Por tudo isto, concordo em pleno com Saramago quando disse:”O deus da bíblia é rancoroso, vingativo e má pessoa."

Houve, há e haverá cada vez mais gente a pensar assim.



Aqui deixo este poema escrito por Fernando Pessoa no seu heterónimo Alberto Caeiro.



Alberto Caeiro in "Guardador de rebanhos"



VIII - Num Meio-Dia de Fim de Primavera



Num meio-dia de fim de primavera

Tive um sonho como uma fotografia.

Vi Jesus Cristo descer à terra.

Veio pela encosta de um monte

Tornado outra vez menino,

A correr e a rolar-se pela erva

E a arrancar flores para as deitar fora

E a rir de modo a ouvir-se de longe.

Tinha fugido do céu.

Era nosso demais para fingir

De segunda pessoa da Trindade.

No céu era tudo falso, tudo em desacordo

Com flores e árvores e pedras.

No céu tinha que estar sempre sério

E de vez em quando de se tornar outra vez homem

E subir para a cruz, e estar sempre a morrer

Com uma coroa toda à roda de espinhos

E os pés espetados por um prego com cabeça,

E até com um trapo à roda da cintura

Como os pretos nas ilustrações.

Nem sequer o deixavam ter pai e mãe

Como as outras crianças.

O seu pai era duas pessoas

Um velho chamado José, que era carpinteiro,

E que não era pai dele;

E o outro pai era uma pomba estúpida,

A única pomba feia do mundo

Porque não era do mundo nem era pomba.

E a sua mãe não tinha amado antes de o ter.



Não era mulher: era uma mala

Em que ele tinha vindo do céu.

E queriam que ele, que só nascera da mãe,

E nunca tivera pai para amar com respeito,

Pregasse a bondade e a justiça!



Um dia que Deus estava a dormir

E o Espírito Santo andava a voar,

Ele foi à caixa dos milagres e roubou três.

Com o primeiro fez que ninguém soubesse que ele tinha fugido.

Com o segundo criou-se eternamente humano e menino.

Com o terceiro criou um Cristo eternamente na cruz

E deixou-o pregado na cruz que há no céu

E serve de modelo às outras.

Depois fugiu para o sol

E desceu pelo primeiro raio que apanhou.



Hoje vive na minha aldeia comigo.

É uma criança bonita de riso e natural.

Limpa o nariz ao braço direito,

Chapinha nas poças de água,

Colhe as flores e gosta delas e esquece-as.

Atira pedras aos burros,

Rouba a fruta dos pomares

E foge a chorar e a gritar dos cães.

E, porque sabe que elas não gostam

E que toda a gente acha graça,

Corre atrás das raparigas pelas estradas

Que vão em ranchos

com as bilhas às cabeças

E levanta-lhes as saias.



A mim ensinou-me tudo.

Ensinou-me a olhar para as coisas.

Aponta-me todas as coisas que há nas flores.

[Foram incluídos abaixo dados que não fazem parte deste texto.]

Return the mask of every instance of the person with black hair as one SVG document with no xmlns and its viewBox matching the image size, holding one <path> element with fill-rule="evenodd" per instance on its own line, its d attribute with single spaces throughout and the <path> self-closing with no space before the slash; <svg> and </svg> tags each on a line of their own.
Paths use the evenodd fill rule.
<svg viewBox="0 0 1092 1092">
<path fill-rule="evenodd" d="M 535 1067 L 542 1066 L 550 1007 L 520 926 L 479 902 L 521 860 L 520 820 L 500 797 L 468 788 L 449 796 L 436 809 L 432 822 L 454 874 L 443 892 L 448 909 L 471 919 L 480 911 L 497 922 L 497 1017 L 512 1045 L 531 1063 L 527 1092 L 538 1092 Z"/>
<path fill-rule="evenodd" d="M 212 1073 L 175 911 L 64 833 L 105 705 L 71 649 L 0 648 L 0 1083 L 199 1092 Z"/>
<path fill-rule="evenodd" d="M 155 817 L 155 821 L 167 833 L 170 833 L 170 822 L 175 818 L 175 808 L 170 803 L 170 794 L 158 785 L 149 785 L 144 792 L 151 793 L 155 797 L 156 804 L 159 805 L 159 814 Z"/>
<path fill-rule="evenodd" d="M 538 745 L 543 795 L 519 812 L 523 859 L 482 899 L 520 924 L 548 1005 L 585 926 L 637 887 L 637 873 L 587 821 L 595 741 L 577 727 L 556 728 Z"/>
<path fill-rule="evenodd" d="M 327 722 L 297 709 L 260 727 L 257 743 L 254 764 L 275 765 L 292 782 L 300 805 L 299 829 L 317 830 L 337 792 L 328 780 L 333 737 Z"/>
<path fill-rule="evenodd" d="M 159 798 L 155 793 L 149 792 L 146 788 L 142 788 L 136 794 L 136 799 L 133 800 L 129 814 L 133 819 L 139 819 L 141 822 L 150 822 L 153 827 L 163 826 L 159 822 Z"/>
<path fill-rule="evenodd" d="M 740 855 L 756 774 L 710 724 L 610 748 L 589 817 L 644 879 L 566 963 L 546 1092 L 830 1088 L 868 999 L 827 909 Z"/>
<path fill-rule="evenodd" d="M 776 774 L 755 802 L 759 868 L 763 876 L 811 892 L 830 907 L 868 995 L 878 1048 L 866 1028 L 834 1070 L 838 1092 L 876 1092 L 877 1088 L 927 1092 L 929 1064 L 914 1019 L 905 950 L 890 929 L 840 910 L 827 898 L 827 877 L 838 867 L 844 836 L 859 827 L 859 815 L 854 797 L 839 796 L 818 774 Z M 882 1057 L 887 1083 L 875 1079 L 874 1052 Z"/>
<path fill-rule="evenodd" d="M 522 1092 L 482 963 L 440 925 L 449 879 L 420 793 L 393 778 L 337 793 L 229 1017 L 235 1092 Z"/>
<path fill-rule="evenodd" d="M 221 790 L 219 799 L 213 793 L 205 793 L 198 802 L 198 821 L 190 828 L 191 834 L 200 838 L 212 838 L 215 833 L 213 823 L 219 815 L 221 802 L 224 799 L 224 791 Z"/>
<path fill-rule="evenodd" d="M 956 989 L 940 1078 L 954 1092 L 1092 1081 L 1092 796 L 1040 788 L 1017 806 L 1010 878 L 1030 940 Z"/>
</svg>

Mostra-me como as pedras são engraçadas

Quando a gente as tem na mão

E olha devagar para elas.



Diz-me muito mal de Deus.

Diz que ele é um velho estúpido e doente,

Sempre a escarrar no chão

E a dizer indecências.

A Virgem Maria leva as tardes da eternidade a fazer meia.

E o Espírito Santo coça-se com o bico

E empoleira-se nas cadeiras e suja-as.

Tudo no céu é estúpido como a Igreja Católica.

Diz-me que Deus não percebe nada

Das coisas que criou -

"Se é que ele as criou, do que duvido" -

"Ele diz, por exemplo, que os seres cantam a sua glória,

Mas os seres não cantam nada.

Se cantassem seriam cantores.

Os seres existem e mais nada,

E por isso se chamam seres."

E depois, cansados de dizer mal de Deus,

O Menino Jesus adormece nos meus braços

e eu levo-o ao colo para casa.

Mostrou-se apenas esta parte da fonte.